Seems this is not the S.A. Archery Talk like two years ago, but here the pictures from our hunt for the uniterested readers.


----------



## INGOZI (May 9, 2005)

Thats fantastic Frank! It is a shame that he did not connect with a Boar. Nice pics!


----------



## AK145 (Nov 9, 2007)

Nice pics, looks like a fun time. Did he get a bit scope bit on the nose there?


----------



## Karoojager (Dec 20, 2005)

@ Engeen,
Yes, it was a shame that he not saw a boar, but this is hunting in Germany, all animals are fee roaming.

@ AK145
Ruhan in now a member in the half moon club ( the rifle was a magnum:wink: )


----------



## Bushkey (Mar 17, 2006)

I got sent photo's shortly after the hunt from Ruan.
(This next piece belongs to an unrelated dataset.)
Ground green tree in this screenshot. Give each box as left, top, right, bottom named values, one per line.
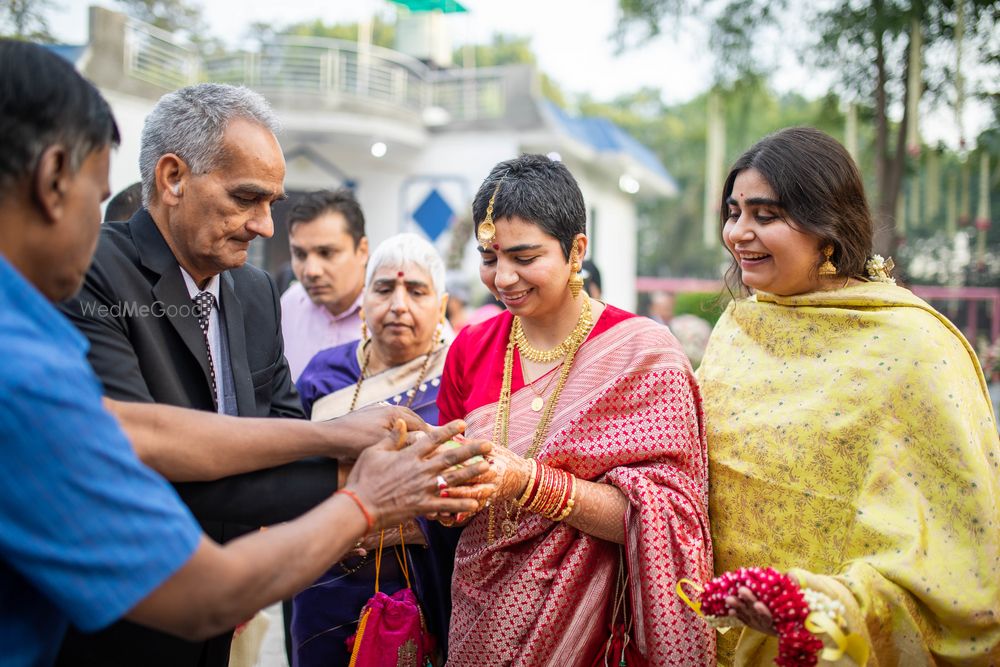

I understand you had a great time together. One day, I will also visit, preferably when there is no snow. Nice hunting. :darkbeer:


----------



## Karoojager (Dec 20, 2005)

Bushkey said:


> I got sent photo's shortly after the hunt from Ruan. I understand you had a great time together. One day, I will also visit, preferably when there is no snow. Nice hunting. :darkbeer:


Bossie, you, Heidi and the kids are every time welcome at my house. Our summer months, June, July, August is definitely the best time for a visit with hunting options.

Jou snotneus

Frank


----------